Diario de un viaje no emprendido (v).




Aún recuerdo, no sé si con tristeza o con alegría, el primer que entré en la universidad. Acceder a aquel lugar me hizo sentirme alguien importante, aunque apenas mantuviese esa sensación por un instante. Fue el tiempo que necesité para corroborar que aquel no era el sitio que yo quería. La verdad es que era algo que venía sospechando porque, a pesar de que mi entusiasmo estaba intacto, no se puede decir que fuese estúpido y ya me había percatado de que en la universidad pública no encontraría la opulencia de la que me quería rodear. Fui rondando los distintos centros con la esperanza de que en alguno de ellos pudiese hallar algo parecido a lo que en lo más profundo de mi ser deseaba, pero era difícil. A pesar de todo, encontré una facultad donde sí que existían algunos alumnos de los que yo deseaba que fuesen congéneres míos. Al menos esa era mi impresión. Y allí decidí matricularme. Poco importa saber la carrera que allí se impartía. Es, lo aseguro, irrelevante.
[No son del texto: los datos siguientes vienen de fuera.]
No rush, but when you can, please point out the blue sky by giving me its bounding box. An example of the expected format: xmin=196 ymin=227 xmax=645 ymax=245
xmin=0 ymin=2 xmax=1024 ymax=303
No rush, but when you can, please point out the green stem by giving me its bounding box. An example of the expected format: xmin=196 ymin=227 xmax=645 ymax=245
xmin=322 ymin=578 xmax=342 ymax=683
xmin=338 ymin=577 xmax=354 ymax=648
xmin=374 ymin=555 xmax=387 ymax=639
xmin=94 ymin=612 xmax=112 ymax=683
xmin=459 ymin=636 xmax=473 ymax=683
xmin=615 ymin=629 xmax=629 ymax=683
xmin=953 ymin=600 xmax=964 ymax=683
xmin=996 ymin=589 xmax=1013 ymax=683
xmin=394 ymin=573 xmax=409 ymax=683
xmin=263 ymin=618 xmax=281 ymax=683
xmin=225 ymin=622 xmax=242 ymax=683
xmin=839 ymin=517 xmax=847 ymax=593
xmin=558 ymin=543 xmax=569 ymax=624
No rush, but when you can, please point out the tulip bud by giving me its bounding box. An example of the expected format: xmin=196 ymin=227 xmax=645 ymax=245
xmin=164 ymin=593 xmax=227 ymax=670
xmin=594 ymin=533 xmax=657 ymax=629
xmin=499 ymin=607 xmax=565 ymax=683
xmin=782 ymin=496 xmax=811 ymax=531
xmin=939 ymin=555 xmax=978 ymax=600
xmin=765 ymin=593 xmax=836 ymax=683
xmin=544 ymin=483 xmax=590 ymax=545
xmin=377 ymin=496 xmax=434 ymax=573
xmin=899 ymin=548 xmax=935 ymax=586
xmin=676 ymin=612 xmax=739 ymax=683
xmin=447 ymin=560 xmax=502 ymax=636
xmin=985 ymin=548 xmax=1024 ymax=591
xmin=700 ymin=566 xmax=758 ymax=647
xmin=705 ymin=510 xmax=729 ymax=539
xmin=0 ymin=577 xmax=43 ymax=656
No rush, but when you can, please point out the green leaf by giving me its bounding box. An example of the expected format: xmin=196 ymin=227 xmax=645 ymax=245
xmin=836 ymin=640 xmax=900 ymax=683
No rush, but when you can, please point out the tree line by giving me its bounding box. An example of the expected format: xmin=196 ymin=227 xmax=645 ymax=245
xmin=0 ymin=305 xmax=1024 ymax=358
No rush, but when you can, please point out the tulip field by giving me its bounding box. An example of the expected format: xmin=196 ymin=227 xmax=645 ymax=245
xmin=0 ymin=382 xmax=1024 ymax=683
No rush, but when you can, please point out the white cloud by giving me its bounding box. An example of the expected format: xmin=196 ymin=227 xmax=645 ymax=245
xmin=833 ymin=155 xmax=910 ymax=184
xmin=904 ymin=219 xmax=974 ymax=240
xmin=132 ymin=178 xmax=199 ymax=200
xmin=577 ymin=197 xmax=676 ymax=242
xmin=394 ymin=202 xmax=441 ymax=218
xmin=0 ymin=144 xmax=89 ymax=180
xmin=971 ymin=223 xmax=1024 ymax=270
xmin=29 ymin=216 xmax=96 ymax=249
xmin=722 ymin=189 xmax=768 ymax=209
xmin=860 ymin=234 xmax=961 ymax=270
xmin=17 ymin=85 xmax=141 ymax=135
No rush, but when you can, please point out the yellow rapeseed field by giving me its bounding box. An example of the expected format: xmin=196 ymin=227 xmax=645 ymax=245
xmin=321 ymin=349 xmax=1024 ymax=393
En mi mente solo estaba el deseo de rodearme de gente adinerada y sentir algo parecido a lo que ellos podían sentir. La primera matrícula la pagué con una mierda de trabajo que tuve el verano anterior a comenzar las clases. Trabajé en un restaurante de mozo de carga. Era un buen restaurante ubicado en el centro de la ciudad. Cada día debía coger un autobús desde el barrio donde seguía viviendo con mis padres y llegar antes de las cinco de la mañana para poder descargar los alimentos. El jefe de cocina estaba siempre allí, puntual como un puto reloj suizo. Me resultaba sorprendente verle moverse con agilidad con toda la masa corporal que alojaba. La verdad es que alucinaba, pero nunca le vi ni una gota de sudor caerle por la frente, mientras que yo chorreaba con la primera caja que tenía que transportar. Reconozco que me trataban bien, pero aquello no era lo mío y en cuanto comenzaron las clases lo dejé. Me atrevería a decir que en los tres meses que estuve allí me cogieron cierto aprecio, pero a mediados de septiembre, justo antes del inicio de las clases, les pedí que me liquidaran y me marché.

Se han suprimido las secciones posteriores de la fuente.